Francona upset about players' comments on Bonds
Appearing on Mike and Mike in the Morning, Jayson Stark said that he admires Curt Schilling for speaking his mind but saying things that are factually wrong is a problem. Listen
"Everyone has days and events in life they'd love to push the rewind button on, yesterday was one of those days," Schilling wrote on his Web site, 38pitches.com. "Regardless of my opinions, thoughts and beliefs on anything Barry Bonds it was absolutely irresponsible and wrong to say what I did. I don't think it's within anyone's right to say the things I said yesterday and affect other peoples [sic] lives in that way.
"... As someone who's made it very clear I have major issues with members of the media that take little or no pride in their work it's the height of hypocrisy for me to say what I did, in any forum," he wrote. "I started this blog to give people a look into the life we live on and off the field, not to get into back and forths with people I don't like or have issues with. Doing that will only make this a rant filled no content bunch of words.
"... It was a callous, wreckless [sic] and irresponsible thing to say, and for that I apologize to Barry, Barry's family, Barry's friends and the Giants organization, my teammates and the Red Sox organization as well as anyone else that may have been offended by the comments I made," he wrote.
Schilling said during an appearance on sports radio WEEI's "Dennis and Callahan" show on Tuesday that Bonds doesn't deserve to break Hank Aaron's home run record.
"I mean, he admitted that he used steroids," Schilling said Tuesday. "I mean, there's no gray area. He admitted to cheating on his wife, cheating on his taxes and cheating on the game, so I think the reaction around the league, the game, being what it is, in the case of what people think. Hank Aaron not being there. The commissioner [Bud Selig] trying to figure out where to be. It's sad.

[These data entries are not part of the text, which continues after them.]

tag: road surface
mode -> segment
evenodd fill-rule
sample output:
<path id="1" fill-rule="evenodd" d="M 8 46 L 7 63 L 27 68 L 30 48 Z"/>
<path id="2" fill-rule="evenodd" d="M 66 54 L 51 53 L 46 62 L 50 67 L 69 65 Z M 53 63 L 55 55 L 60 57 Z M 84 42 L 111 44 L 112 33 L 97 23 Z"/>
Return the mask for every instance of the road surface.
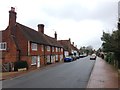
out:
<path id="1" fill-rule="evenodd" d="M 3 88 L 86 88 L 95 61 L 90 57 L 65 62 L 4 80 Z"/>

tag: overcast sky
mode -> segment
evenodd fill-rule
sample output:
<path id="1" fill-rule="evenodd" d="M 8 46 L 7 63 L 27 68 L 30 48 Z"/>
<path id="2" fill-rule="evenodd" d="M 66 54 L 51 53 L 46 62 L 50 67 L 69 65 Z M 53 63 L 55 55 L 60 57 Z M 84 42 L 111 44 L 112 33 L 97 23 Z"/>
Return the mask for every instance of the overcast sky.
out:
<path id="1" fill-rule="evenodd" d="M 103 30 L 111 32 L 118 20 L 119 0 L 1 0 L 0 30 L 8 26 L 11 6 L 17 22 L 37 30 L 45 25 L 45 34 L 59 40 L 71 38 L 75 45 L 101 47 Z"/>

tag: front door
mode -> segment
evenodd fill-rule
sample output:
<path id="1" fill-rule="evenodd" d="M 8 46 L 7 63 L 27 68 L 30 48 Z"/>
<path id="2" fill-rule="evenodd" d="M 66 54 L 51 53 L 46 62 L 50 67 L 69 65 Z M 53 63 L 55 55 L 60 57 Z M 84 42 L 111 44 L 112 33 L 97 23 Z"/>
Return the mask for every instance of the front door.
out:
<path id="1" fill-rule="evenodd" d="M 40 56 L 38 56 L 38 59 L 37 59 L 37 67 L 40 67 Z"/>

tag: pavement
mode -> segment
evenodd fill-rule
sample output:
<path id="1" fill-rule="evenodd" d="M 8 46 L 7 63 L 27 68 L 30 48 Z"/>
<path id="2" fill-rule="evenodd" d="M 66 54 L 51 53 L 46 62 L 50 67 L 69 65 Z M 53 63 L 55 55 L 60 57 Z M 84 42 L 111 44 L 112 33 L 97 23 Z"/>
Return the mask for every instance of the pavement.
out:
<path id="1" fill-rule="evenodd" d="M 118 70 L 97 58 L 87 88 L 120 88 Z"/>
<path id="2" fill-rule="evenodd" d="M 44 68 L 58 64 L 60 63 L 51 64 Z M 2 73 L 2 78 L 0 79 L 5 80 L 9 78 L 14 78 L 16 76 L 24 75 L 31 71 L 35 70 Z M 112 65 L 108 64 L 105 60 L 97 57 L 95 65 L 90 75 L 90 79 L 88 81 L 87 88 L 120 88 L 119 82 L 120 74 L 118 74 L 118 70 Z"/>
<path id="3" fill-rule="evenodd" d="M 15 77 L 27 74 L 29 72 L 34 72 L 34 71 L 37 71 L 37 70 L 47 69 L 49 67 L 53 67 L 55 65 L 62 64 L 62 63 L 63 62 L 57 62 L 57 63 L 46 65 L 46 66 L 41 67 L 41 68 L 31 68 L 29 70 L 24 70 L 23 69 L 23 70 L 16 71 L 16 72 L 2 72 L 2 73 L 0 73 L 0 81 L 15 78 Z"/>

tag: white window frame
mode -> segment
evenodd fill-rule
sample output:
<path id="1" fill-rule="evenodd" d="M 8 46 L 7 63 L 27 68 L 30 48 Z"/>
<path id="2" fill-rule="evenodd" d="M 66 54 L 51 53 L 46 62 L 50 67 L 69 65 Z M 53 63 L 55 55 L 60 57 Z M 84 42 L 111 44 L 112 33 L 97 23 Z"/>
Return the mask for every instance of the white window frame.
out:
<path id="1" fill-rule="evenodd" d="M 50 46 L 47 46 L 47 51 L 50 51 Z"/>
<path id="2" fill-rule="evenodd" d="M 35 59 L 34 61 L 33 61 L 33 58 Z M 37 65 L 37 59 L 38 59 L 38 56 L 32 56 L 31 57 L 31 65 Z"/>
<path id="3" fill-rule="evenodd" d="M 58 61 L 58 55 L 56 55 L 56 61 Z"/>
<path id="4" fill-rule="evenodd" d="M 6 42 L 0 42 L 0 50 L 6 50 L 7 49 L 7 43 Z"/>
<path id="5" fill-rule="evenodd" d="M 63 52 L 63 48 L 61 48 L 61 52 Z"/>
<path id="6" fill-rule="evenodd" d="M 54 47 L 52 47 L 52 52 L 54 52 L 55 50 L 54 50 L 55 48 Z"/>
<path id="7" fill-rule="evenodd" d="M 33 51 L 37 51 L 37 44 L 36 43 L 31 43 L 31 49 Z"/>

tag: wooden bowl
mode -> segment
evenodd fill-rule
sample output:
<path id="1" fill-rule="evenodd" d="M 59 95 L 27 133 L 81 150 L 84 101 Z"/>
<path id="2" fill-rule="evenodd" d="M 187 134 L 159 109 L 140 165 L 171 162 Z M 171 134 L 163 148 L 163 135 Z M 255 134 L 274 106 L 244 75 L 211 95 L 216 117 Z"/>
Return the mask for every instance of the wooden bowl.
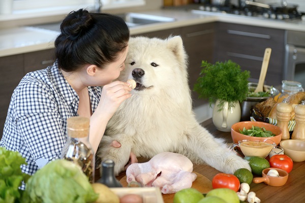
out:
<path id="1" fill-rule="evenodd" d="M 248 129 L 252 127 L 252 126 L 260 127 L 264 127 L 266 130 L 271 131 L 276 136 L 268 138 L 258 138 L 246 136 L 239 132 L 239 129 L 242 130 L 245 127 Z M 264 139 L 271 140 L 276 143 L 277 145 L 278 145 L 281 142 L 281 139 L 282 138 L 282 130 L 280 127 L 276 125 L 263 122 L 241 121 L 234 123 L 232 125 L 231 127 L 231 136 L 234 144 L 238 144 L 239 140 L 250 140 L 254 141 Z"/>
<path id="2" fill-rule="evenodd" d="M 293 161 L 305 161 L 305 142 L 298 140 L 286 140 L 280 143 L 284 149 L 284 154 L 291 158 Z"/>

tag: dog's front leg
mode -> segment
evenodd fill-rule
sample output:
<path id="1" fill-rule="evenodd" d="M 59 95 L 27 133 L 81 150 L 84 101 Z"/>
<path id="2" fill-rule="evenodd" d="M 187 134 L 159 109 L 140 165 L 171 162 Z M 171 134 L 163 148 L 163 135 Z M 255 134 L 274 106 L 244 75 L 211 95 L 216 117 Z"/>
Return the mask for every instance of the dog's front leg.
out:
<path id="1" fill-rule="evenodd" d="M 120 147 L 115 148 L 111 145 L 111 143 L 114 140 L 121 144 Z M 129 160 L 132 143 L 131 139 L 125 134 L 119 134 L 113 137 L 104 136 L 97 152 L 97 155 L 102 161 L 113 160 L 114 162 L 114 175 L 117 176 L 124 171 L 124 166 Z"/>
<path id="2" fill-rule="evenodd" d="M 205 162 L 228 174 L 233 174 L 240 168 L 251 171 L 247 161 L 229 149 L 223 140 L 215 138 L 200 124 L 194 124 L 188 128 L 186 137 L 184 141 L 181 141 L 185 148 L 184 151 L 186 151 L 184 153 L 192 161 Z M 179 153 L 181 152 L 183 152 Z"/>

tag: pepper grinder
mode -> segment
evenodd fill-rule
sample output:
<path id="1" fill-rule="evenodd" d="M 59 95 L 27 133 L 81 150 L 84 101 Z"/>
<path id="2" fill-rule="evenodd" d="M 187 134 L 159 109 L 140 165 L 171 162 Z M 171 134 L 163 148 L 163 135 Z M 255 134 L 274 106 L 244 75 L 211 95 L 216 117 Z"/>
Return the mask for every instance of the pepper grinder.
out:
<path id="1" fill-rule="evenodd" d="M 294 113 L 295 128 L 291 139 L 305 141 L 305 100 L 294 107 Z"/>
<path id="2" fill-rule="evenodd" d="M 102 176 L 98 182 L 109 187 L 121 187 L 122 185 L 114 176 L 114 162 L 106 159 L 102 162 Z"/>
<path id="3" fill-rule="evenodd" d="M 288 103 L 287 98 L 284 98 L 283 102 L 277 105 L 278 126 L 282 129 L 282 140 L 290 138 L 288 122 L 291 119 L 292 111 L 292 106 Z"/>

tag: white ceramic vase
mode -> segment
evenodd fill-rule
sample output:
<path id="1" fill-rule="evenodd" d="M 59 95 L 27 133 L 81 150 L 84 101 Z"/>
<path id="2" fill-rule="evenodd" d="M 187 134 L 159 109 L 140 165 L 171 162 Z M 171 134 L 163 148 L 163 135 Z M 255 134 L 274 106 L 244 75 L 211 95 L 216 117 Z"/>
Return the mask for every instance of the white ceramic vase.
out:
<path id="1" fill-rule="evenodd" d="M 221 111 L 217 111 L 217 106 L 220 100 L 218 99 L 213 108 L 212 119 L 216 128 L 224 132 L 231 131 L 231 126 L 240 121 L 241 111 L 239 103 L 237 101 L 231 109 L 228 108 L 228 103 L 226 101 L 224 108 Z"/>

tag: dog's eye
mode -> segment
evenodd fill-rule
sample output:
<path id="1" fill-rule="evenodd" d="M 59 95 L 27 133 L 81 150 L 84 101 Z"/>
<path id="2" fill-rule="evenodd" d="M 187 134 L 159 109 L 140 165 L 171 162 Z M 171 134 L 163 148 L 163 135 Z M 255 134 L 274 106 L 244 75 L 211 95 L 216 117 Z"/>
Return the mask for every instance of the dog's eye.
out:
<path id="1" fill-rule="evenodd" d="M 154 62 L 152 62 L 151 63 L 150 63 L 150 65 L 152 65 L 154 67 L 157 67 L 159 65 L 158 64 L 155 63 Z"/>

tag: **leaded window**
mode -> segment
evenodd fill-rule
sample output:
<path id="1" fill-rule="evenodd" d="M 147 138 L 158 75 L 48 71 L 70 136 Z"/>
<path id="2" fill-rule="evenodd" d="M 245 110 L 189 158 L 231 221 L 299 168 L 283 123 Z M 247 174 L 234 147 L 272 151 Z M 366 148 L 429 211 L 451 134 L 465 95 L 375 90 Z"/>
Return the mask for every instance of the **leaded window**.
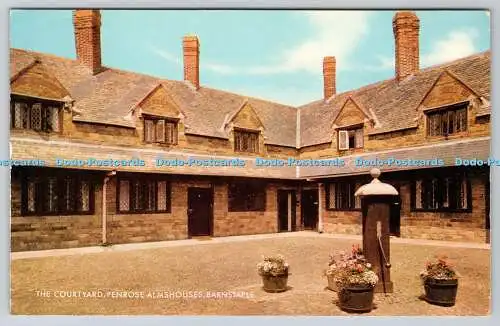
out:
<path id="1" fill-rule="evenodd" d="M 119 213 L 170 212 L 170 188 L 165 180 L 120 177 L 117 193 Z"/>
<path id="2" fill-rule="evenodd" d="M 246 130 L 234 130 L 234 150 L 236 152 L 258 153 L 259 133 Z"/>
<path id="3" fill-rule="evenodd" d="M 92 189 L 90 179 L 76 174 L 26 175 L 21 184 L 21 211 L 38 216 L 92 214 Z"/>
<path id="4" fill-rule="evenodd" d="M 59 132 L 61 105 L 24 97 L 11 98 L 11 128 Z"/>
<path id="5" fill-rule="evenodd" d="M 427 113 L 427 135 L 447 136 L 467 131 L 468 103 L 453 105 Z"/>
<path id="6" fill-rule="evenodd" d="M 470 180 L 464 173 L 418 178 L 413 181 L 414 210 L 470 210 Z"/>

"And I don't care that he's black, or green, or purple, or yellow, or whatever. It's unfortunate there's good people and bad people. It's unfortunate that it's happening the way it's happening," he said.
Although Schilling wrote Wednesday that he had no excuse, he said the interview's early hour contributed to what he said.
"I'd love to tell you I was ambushed, misquoted, misinterpreted, something other than what it was, but I wasn't," he wrote. "I'm thinking that waking up at 8:30 a.m. to do the weekly interview we do with WEEI is probably not the greatest format and if you heard the interview it's not hard to realize that I'm usually awake about 30-45 seconds before it begins.
"That's still no excuse or reason to say what I did, or even answer the question that was asked. The question I was asked and the answer I gave yesterday affected a lot more people than just he and I. His wife, his children, his friends and his family were all affected by that, as were mine and my teammates," he wrote.
"When I got my 11th e-mail, my buzzer was going off on my phone, and I finally got on and checked it and realized that for a guy that doesn't talk much to the media, he sure does talk to the media," Francona said about Schilling during his weekly appearance on WEEI's "Dale and Holly" show Wednesday.
When asked if he would suggest his players "just kind of dance around" the subject of Bonds, Francona said: "Or shut up."
"Yeah, I actually talked to Schill yesterday about it, and you know again, he's never been short on opinions, and so many of them are insightful, I just thought this was an area where you're better off just leaving it alone," Francona said. "And he didn't. And you know again, the problem is, it makes it tough for me, is that he comes to the ballpark and doesn't talk to the media so I'm left to kind of clean up the mess which I really don't feel like, but, again, I've been with Schill a long time. Nobody's more crazy about Schill than me. I just ask him to kind of zip it a little bit, and I think he will."
Ortiz had spoken supportively of Bonds to the Boston Herald, and Francona had a different take on his designated hitter's comments.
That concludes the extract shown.